# thinkin about getting a dove...



## DianeM (Feb 1, 2002)

Hi everybody









Today I went to the pet store just to kill some time and ended up talking to the employees, who told me about a dove they have. I've been thinking about getting a bird for quite some time, but was not even aware until today that people kept doves as pets. The girl at the pet store told me several things: a) Doves rarely bite, and when they do they aren't capable of inflicting the kind of damage parrots can, b) They're generally mellow, affectionate pets, and c) Their poop is harder and therefore not as messy as parrots'. These all made me want to do some investigating. First, are the above statements basically true? And... (yes I feel stupid)... are doves and pigeons really the same thing?

Now, more questions for ya:
1) I started poking around on the internet and read that you need a special permit in order to keep domestic doves... how do I know whether or not this dove is foreign, or is it safe to just assume that it is?

2) It seems that a lot of people let their doves/pigeons outside to fly around a bit... don't they ever just decide not to come back? Do you only let certain kinds out to fly around, or will any kind recognize your house as its home?

3) Are doves required to have leg bands when they're sold? I believe that that's the case with parrots...? I could be wrong.

4) I am a college student and end up moving more often than I'd like. Would this traumatize a dove?

5) If I buy just the one dove, would he/she be happy as an only pet?
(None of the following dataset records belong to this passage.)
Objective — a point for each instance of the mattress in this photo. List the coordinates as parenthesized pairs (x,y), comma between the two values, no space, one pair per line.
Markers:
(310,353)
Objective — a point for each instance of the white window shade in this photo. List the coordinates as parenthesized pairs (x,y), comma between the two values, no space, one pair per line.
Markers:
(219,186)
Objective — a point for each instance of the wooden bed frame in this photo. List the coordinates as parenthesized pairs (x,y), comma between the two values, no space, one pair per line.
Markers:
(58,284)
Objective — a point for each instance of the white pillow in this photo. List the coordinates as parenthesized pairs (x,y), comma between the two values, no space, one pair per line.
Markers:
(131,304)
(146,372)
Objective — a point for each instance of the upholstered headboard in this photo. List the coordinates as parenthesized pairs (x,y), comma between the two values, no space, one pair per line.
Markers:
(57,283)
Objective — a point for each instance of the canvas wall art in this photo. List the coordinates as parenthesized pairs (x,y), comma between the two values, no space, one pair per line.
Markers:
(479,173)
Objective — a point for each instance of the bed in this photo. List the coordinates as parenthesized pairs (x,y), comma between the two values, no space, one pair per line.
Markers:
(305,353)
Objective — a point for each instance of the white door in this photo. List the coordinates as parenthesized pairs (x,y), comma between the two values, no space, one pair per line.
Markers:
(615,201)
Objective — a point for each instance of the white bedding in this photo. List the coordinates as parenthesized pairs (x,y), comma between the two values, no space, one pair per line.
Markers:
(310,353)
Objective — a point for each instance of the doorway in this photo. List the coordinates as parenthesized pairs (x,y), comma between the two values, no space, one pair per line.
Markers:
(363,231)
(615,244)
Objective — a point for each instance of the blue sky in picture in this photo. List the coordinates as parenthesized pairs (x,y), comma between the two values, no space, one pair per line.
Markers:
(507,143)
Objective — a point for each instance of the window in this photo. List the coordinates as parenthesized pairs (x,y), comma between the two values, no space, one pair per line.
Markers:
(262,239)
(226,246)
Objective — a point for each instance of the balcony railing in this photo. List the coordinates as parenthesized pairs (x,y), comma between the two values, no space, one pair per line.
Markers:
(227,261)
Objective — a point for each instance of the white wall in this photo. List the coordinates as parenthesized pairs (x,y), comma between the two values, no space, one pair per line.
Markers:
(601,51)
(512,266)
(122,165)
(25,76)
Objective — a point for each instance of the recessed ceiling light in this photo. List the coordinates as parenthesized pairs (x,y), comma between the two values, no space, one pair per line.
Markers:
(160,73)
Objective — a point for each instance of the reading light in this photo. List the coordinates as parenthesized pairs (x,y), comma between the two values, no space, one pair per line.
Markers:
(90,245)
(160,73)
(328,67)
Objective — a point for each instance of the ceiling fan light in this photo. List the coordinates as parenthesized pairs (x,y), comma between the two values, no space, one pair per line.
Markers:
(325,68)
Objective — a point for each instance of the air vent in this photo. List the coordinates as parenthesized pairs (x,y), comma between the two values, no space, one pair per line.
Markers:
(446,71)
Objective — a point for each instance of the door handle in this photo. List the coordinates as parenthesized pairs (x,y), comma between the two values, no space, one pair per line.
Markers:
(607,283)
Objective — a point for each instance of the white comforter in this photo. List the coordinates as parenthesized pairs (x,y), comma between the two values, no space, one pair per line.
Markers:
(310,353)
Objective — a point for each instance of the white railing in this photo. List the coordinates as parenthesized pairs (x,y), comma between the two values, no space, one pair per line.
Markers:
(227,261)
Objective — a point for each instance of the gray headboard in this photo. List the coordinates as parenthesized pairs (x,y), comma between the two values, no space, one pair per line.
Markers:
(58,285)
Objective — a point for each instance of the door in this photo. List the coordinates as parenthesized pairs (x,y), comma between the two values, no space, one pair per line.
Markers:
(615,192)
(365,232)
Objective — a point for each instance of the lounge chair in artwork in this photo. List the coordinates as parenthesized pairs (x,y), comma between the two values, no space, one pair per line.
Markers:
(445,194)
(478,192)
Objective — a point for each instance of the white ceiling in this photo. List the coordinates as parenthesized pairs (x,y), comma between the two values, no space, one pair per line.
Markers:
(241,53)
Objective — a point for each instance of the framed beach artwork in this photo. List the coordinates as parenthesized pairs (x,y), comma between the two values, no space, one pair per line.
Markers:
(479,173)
6) I think the last question is housing... I can't currently afford a cage as large as I'd like - are there any cheaper alternatives a dove could happily live in while I save up the money (aside from the obvious, a smaller cage







)?

Sorry to ask so many questions all at once, but if everything I'm hearing and reading is true, this sounds like the perfect bird for me. On the other hand, I wouldn't want to buy it and find out I didn't do enough research. Thanks in advance for your help!

Diane


----------



## indie backroll (Aug 3, 2001)

Diane, First off I am not an expert with doves and I dont even think I'm an expert with pigeons yet but I am working on it. 
I have seen doves at pet stores before and was amazed at the price that they were selling it at, I couldnt beleive that they charge so much I think it was like 40 or 50 dollars for a diamond dove. Dealing mainly with Birmingham Roller pigeons I have seen them sold for anywhere between $5 and $25 but never at a pet store.
all this information is coming from a pigeon background so bear with me.
I have heard that doves and pigeons are considered the same thing (scientificly).
Doves like pigeons are a comunal animal so if you dont have a mate for it then you must become its partner for it to be "truly" happy, you will become family to this dove and it will love you as though you are its family.
If a dove bites you I can garantee that it wont hurt a bit, my pigeons are alway bitting at me, I actually have one that grabs hold of some skin on my hand and shakes it around like a dog but it doesnt hurt at all, its kinda funny actually.
I'm not sure about having a permit to own a dove but there is probably someone here that knows for certain. I dont have a permit for my pigeons and I have about 20 of them that I let fly almost every other day.
About letting them out to fly: I'm not sure about how well doves home I have never heard of people letting doves out to fly freely.
I dont think there would be a problem with moving alot as long as you are still family to it.
regarding housing, you may want to wait till someone else responds I know there ar some people here that deal with doves and they could actually give you more info on the subject but I hope that this gives you a start with your research. 
~Brian


----------



## DaveD (Jul 9, 2001)

Hi Diane, and thanks for comming here, you'll find a lot of great people. I'm not an expert either, but did keep a flock of doves for a while. 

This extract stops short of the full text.